Don't be so hung up on clock speeds because they're VERY deceptive. Having a CPU that can clock at 5GHz doesn't mean anything by itself. Hell, the FX-8350 can EASILY clock to 5GHz and beyond but it doesn't mean anything because the IPC is so damn low. Worry about total performance which is clock speed x IPC.
Higher clock speeds are seemingly harder to do with smaller production nodes because the smaller the transistor gates become, the less resistant they are to the thermals caused by higher voltages. This is one of the reasons why it was easier to have higher clock speeds in the past than it seems to be now. When you increase your multiplier, you usually have to also increase your voltage to keep the CPU stable. With production nodes getting so small, the voltages have to be kept down or your fry the CPU.
I'll use the old AMD K6 CPU as an example because it has the core voltage printed on the heat spreader.

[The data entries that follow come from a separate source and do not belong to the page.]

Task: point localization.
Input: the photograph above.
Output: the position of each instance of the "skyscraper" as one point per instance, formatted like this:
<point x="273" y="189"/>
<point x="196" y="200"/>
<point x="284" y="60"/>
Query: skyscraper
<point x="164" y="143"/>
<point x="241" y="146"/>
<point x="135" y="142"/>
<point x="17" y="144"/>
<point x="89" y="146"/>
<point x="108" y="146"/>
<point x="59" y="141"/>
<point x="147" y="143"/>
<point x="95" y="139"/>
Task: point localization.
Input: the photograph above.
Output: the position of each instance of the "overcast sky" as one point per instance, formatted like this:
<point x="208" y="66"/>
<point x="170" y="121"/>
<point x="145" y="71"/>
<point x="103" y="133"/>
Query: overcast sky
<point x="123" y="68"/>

The original K6 was manufactured using a 350nm process node. It had a core voltage of 2.9V at 166MHz:
However, once it advanced to 250nm and the clock speed increased by ~30% on average, the core voltage had to be lowered to 2.2V: This means that the first version would probably have been a better overclocker and would be able to reach a higher overclock than the newer one as long as sufficient cooling was given because the transistor gates are just that much larger and sturdier. Unfortunately, overclocking was not a really a thing yet.
Silicon is a semiconductor and therefore has a good amount of resistance to the transmission of electricity. That resistance creates a lot of heat and so the core voltage had to be dropped considerably because the smaller transistor gates were unable to tolerate the thermals generated by resisting 2.9V at 300MHz.
So you see, worrying about some clock speed that is only useful for comparing two CPUs of EXACTLY the same architecture and node is a complete waste of time. The only thing that matters is what the numbers say in Steve's graphs and tables.